Now if you have looked at them closely enough (without having the twiddling thumbs distract you), you might have noticed the way they have themselves beamed right into the ant in front’s ass. Now if you’re not getting that visual conjured up clearly enough in your little heads …here’s a supporting visual…

Yeah …beam me in Scottie…right into your ass. They seem to use their antennae for that!
The way they’re sticking in line…its as if they have rules…but come on…why do they stay in line???? They can go ANYWHERE they like!! Anywhere!

Not like us…Andheri local ke ticket ke liye kripya katar mein rahein!
McDonald’s I’m-trying-to-be-so-helpful-an- happy Waiter: Madam, I’ll take your order but please get in queue.

I mean they don’t even have driving lanes and lane discipline like us humans…they can go ANYWHERE they want.

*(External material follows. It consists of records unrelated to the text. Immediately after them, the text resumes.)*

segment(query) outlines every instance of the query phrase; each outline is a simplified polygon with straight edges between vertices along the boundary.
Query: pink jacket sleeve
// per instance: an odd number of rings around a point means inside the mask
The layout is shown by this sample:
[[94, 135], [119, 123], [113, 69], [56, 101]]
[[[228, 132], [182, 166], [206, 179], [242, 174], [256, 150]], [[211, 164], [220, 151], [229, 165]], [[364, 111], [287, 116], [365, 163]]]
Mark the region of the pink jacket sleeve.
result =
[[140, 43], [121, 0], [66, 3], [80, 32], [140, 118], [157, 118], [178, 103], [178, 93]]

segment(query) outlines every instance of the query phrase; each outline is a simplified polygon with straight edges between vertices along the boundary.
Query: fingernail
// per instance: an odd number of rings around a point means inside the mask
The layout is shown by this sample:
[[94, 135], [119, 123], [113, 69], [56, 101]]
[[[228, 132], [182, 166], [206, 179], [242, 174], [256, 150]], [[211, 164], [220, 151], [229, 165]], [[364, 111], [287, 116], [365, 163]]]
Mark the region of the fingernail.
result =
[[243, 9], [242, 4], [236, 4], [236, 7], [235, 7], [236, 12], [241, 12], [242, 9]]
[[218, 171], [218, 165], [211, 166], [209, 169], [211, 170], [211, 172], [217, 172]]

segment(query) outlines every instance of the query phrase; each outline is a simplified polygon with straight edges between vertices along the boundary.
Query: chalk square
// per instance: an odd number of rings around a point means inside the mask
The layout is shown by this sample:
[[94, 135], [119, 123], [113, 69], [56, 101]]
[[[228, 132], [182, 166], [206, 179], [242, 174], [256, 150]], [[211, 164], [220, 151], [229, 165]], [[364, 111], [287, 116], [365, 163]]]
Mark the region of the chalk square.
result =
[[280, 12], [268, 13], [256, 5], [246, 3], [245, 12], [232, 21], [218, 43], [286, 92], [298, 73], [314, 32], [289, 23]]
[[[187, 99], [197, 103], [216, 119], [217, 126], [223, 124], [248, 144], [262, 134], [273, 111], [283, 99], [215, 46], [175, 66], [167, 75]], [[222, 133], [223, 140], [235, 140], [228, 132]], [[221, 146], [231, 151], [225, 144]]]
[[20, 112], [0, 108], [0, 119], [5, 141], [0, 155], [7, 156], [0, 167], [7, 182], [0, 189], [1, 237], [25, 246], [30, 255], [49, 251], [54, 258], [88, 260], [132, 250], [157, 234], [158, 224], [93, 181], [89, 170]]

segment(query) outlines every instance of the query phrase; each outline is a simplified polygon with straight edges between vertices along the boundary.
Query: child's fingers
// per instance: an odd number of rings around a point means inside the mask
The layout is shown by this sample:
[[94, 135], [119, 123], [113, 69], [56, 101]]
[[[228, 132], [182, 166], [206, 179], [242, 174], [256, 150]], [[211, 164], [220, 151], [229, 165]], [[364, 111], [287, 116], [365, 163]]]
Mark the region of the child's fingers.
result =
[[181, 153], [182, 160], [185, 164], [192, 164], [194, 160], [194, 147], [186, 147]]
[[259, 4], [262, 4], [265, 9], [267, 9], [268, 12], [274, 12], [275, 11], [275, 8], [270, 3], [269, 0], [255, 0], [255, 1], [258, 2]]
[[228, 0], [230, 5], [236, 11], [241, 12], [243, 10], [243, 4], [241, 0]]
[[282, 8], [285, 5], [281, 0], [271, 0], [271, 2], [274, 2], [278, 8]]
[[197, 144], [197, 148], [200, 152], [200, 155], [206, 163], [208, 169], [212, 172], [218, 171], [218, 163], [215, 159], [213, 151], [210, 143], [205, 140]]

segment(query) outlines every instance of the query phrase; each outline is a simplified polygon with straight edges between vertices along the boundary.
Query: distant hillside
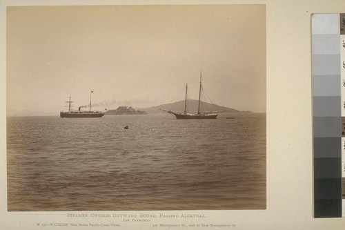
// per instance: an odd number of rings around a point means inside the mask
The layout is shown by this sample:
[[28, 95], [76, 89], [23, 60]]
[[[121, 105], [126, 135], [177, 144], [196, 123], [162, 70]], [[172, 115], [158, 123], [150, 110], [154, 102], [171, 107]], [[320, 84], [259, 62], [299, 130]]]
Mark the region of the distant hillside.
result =
[[[194, 99], [187, 100], [187, 111], [189, 113], [197, 113], [198, 101]], [[160, 109], [172, 110], [174, 111], [183, 112], [184, 111], [184, 100], [177, 102], [176, 103], [165, 104], [157, 106], [153, 106], [146, 108], [140, 108], [141, 111], [145, 111], [148, 114], [165, 113]], [[204, 112], [221, 111], [226, 111], [227, 113], [241, 113], [234, 108], [219, 106], [216, 104], [213, 104], [207, 102], [200, 102], [200, 111]], [[248, 112], [248, 111], [246, 111]], [[250, 112], [249, 112], [250, 113]]]
[[127, 106], [119, 106], [117, 109], [112, 109], [106, 111], [106, 115], [146, 115], [146, 112], [136, 111], [132, 107]]

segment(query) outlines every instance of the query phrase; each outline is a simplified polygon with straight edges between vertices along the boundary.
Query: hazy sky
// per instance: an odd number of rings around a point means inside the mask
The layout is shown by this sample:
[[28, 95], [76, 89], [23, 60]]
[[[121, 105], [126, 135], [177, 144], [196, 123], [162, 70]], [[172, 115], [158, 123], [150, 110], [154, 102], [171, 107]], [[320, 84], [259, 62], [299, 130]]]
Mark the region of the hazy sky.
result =
[[59, 115], [68, 110], [70, 93], [77, 109], [88, 104], [91, 90], [94, 109], [157, 106], [175, 102], [187, 82], [197, 99], [193, 88], [200, 72], [215, 104], [266, 112], [265, 10], [264, 5], [9, 7], [8, 115]]

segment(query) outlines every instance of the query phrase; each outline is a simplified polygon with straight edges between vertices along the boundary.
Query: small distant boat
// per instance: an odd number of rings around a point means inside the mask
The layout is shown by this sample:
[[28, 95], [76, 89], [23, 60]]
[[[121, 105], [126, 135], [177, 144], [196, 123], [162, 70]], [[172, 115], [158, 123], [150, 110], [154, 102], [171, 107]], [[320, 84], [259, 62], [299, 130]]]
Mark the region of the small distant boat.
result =
[[161, 109], [162, 111], [166, 111], [169, 113], [175, 115], [176, 119], [216, 119], [218, 116], [217, 113], [225, 112], [224, 111], [217, 111], [217, 112], [201, 112], [200, 111], [200, 97], [201, 95], [201, 73], [200, 73], [200, 87], [199, 90], [199, 101], [197, 107], [197, 113], [187, 113], [187, 91], [188, 91], [188, 84], [186, 85], [186, 99], [184, 100], [184, 112], [179, 113], [172, 111], [171, 110]]
[[104, 115], [103, 112], [101, 111], [91, 111], [91, 94], [93, 91], [91, 91], [90, 93], [90, 111], [81, 111], [81, 108], [83, 106], [80, 106], [77, 111], [72, 111], [71, 104], [73, 102], [71, 101], [71, 97], [70, 94], [69, 99], [66, 102], [68, 103], [68, 105], [66, 106], [68, 107], [68, 112], [60, 112], [60, 117], [62, 118], [92, 118], [92, 117], [101, 117]]

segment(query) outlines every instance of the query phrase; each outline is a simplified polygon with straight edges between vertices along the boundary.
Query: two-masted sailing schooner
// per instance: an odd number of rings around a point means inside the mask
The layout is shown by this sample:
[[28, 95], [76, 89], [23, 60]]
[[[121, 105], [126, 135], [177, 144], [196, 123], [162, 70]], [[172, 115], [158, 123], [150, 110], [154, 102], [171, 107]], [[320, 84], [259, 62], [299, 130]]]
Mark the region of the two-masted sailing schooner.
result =
[[66, 106], [68, 107], [68, 112], [60, 112], [60, 117], [63, 118], [90, 118], [90, 117], [101, 117], [104, 115], [104, 113], [101, 111], [91, 111], [91, 94], [93, 91], [90, 93], [90, 110], [88, 111], [81, 111], [81, 108], [84, 106], [80, 106], [77, 111], [72, 111], [70, 109], [72, 102], [70, 99], [72, 98], [69, 97], [68, 101], [66, 102], [68, 103], [68, 105]]
[[184, 113], [172, 111], [171, 110], [161, 109], [162, 111], [166, 111], [169, 113], [173, 114], [176, 116], [176, 119], [216, 119], [218, 115], [217, 113], [221, 113], [225, 111], [217, 111], [217, 112], [201, 112], [200, 111], [200, 97], [201, 95], [201, 73], [200, 73], [200, 87], [199, 89], [199, 101], [197, 107], [197, 113], [187, 113], [187, 91], [188, 91], [188, 84], [186, 85], [186, 98], [184, 100]]

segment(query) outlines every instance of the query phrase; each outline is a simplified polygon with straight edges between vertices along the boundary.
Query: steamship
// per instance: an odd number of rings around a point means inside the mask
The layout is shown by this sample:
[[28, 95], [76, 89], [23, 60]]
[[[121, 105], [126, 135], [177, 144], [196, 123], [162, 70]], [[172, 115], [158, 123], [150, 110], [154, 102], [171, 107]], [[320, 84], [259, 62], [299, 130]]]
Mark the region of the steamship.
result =
[[104, 115], [103, 112], [101, 111], [91, 111], [91, 94], [93, 91], [91, 91], [90, 93], [90, 110], [87, 111], [81, 111], [81, 108], [84, 106], [80, 106], [77, 111], [71, 110], [71, 107], [73, 106], [71, 104], [73, 102], [71, 101], [71, 97], [70, 94], [70, 97], [68, 97], [68, 101], [66, 103], [68, 103], [68, 105], [66, 106], [68, 107], [68, 112], [60, 112], [60, 117], [62, 118], [90, 118], [90, 117], [101, 117]]

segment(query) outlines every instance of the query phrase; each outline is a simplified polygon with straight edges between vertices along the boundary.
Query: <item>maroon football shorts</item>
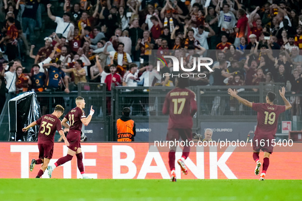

But they keep going in line…single file!
Maybe they think about it sometimes…maybe they commune…talk about it…

and then yet just cant muster up the courage to go on without sniffing at the next one’s ass…so they are right back at it. In line!
Ant1 (also winner of the debate) saying to Ant 2: "Trust me we're gonna need the numbers when the ant eater shows up!"

It annoys me sometimes you know. Like maybe just once….just once I would like to see one brave crazy, irrational one go…”Hey, chuck this, I’m going THAT way!” and then scurry right off in some random other direction…on its own!

N then this happens to it…
Which is when its probably thinking …”oh crap…if only I had stayed in line!”